Times and people are achanging.....


----------



## Prepared One (Nov 5, 2014)

So a crooked Demonrat is going to become a crooked rino?


----------



## RedLion (Sep 23, 2015)

Prepared One said:


> So a crooked Demonrat is going to become a crooked rino?


The guy has been compared to Trump, as he is a billionaire business man that sought and got office.


----------



## tango (Apr 12, 2013)

Hitching his wagon to Trump---


----------



## RedLion (Sep 23, 2015)

tango said:


> Hitching his wagon to Trump---


Actually quite smart for him to do that since Trump won WV by 32 over the beast. It would be really nice to see that douchebag liar, Senator Manchin to lose next year to a conservative.


----------



## Gator Monroe (Jul 29, 2017)

WV is Not V by any stretch


----------



## Smitty901 (Nov 16, 2012)

Just my take on this.
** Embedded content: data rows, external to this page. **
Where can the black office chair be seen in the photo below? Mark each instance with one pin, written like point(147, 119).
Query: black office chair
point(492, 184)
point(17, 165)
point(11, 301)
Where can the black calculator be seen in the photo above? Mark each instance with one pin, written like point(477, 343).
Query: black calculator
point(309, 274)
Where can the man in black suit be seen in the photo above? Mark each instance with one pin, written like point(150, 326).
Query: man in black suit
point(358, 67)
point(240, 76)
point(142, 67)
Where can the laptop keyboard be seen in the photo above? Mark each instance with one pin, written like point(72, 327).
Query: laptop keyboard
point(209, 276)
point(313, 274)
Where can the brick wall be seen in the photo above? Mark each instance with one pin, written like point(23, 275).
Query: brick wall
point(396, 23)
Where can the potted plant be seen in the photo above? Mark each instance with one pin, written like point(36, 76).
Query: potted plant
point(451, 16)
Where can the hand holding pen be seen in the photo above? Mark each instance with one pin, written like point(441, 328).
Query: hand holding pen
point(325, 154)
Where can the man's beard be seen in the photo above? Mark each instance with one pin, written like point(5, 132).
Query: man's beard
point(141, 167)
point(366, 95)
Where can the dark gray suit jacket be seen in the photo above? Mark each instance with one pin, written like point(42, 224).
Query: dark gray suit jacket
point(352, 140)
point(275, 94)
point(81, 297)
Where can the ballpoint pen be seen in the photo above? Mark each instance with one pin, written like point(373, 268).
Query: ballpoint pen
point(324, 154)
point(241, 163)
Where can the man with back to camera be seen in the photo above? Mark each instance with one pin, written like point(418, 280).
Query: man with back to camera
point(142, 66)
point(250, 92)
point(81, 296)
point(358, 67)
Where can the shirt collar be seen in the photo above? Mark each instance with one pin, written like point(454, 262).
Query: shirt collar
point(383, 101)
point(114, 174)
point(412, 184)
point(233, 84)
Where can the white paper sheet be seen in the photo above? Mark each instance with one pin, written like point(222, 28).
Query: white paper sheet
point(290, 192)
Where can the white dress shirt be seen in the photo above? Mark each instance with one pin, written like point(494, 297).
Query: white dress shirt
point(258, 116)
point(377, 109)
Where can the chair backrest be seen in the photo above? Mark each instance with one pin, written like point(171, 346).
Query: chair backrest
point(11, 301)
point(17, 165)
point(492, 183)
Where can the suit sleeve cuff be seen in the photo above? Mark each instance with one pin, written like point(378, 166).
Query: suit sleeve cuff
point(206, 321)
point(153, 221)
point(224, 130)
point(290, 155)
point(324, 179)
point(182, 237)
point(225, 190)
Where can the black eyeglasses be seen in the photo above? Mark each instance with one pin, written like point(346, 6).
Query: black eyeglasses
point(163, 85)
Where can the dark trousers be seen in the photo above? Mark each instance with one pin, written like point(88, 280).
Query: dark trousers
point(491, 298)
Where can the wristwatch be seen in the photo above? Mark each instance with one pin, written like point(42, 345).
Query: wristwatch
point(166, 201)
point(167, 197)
I understand people can come to light. They can emerge from the darkness. But I need to see that fire in the soul. I need to hear him stand and testify to his sins of the past. He does not have to list each one but at least admit the wrong. He must then share the message of his rebirth with others . .
I was one high school, lost in a sea of socialism and liberal confusion. Blinded by those place over me, mislead in every way. I was shown the light. If it can happen to me it can happen to many.
But I need to know he is just just covering his ass.

By the way . What Trump did and said on stage tonight he needs to be doing every week and turn twitter off . Except to jack with CNN every now and then a 0200.


----------



## Moonshinedave (Mar 28, 2013)

I don't know, he came into office, and the very first thing he did was raise taxes on everything he could think of, seems pretty democrat to me.


----------



## Gator Monroe (Jul 29, 2017)

Moonshinedave said:


> I don't know, he came into office, and the very first thing he did was raise taxes on everything he could think of, seems pretty democrat to me.


Is he a Gungrabber ? (Bloomberg $$)


----------



## Moonshinedave (Mar 28, 2013)

Gator Monroe said:


> Is he a Gungrabber ? (Bloomberg $$)


Anti gun people don't fare too well around these parts, democrat nor republican.


----------



## Gator Monroe (Jul 29, 2017)

Moonshinedave said:


> Anti gun people don't fare too well around these parts, democrat nor republican.


Like the Governor of Virginia ?


----------



## stowlin (Apr 25, 2016)

Gator Monroe said:


> Like the Governor of Virginia ?


That race had a big libertarian vote that got him elected
https://en.m.wikipedia.org/wiki/Virginia_gubernatorial_election,_2013

6.5 for a libertarian while republican was a tea party conservative


----------



## azrancher (Dec 14, 2014)

rstanek said:


> Times and people are achanging.....





Moonshinedave said:


> I don't know, he came into office, and the very first thing he did was raise taxes on everything he could think of, seems pretty democrat to me.


Just a wolf in sheep's clothing, it's a smart tactic... we need to be wary!

*Rancher*


----------



## Boss Dog (Feb 8, 2013)

In South Carolina, our Governor Carroll Campbell (1987 to 1995) helped "convert a lot of demorats to the GOP and developed a huge political machine that still holds the reigns today. All he did was change SC to a rino state. Still corrupt, still slipping in taxes on us, still won't allow anymore gun rights.


----------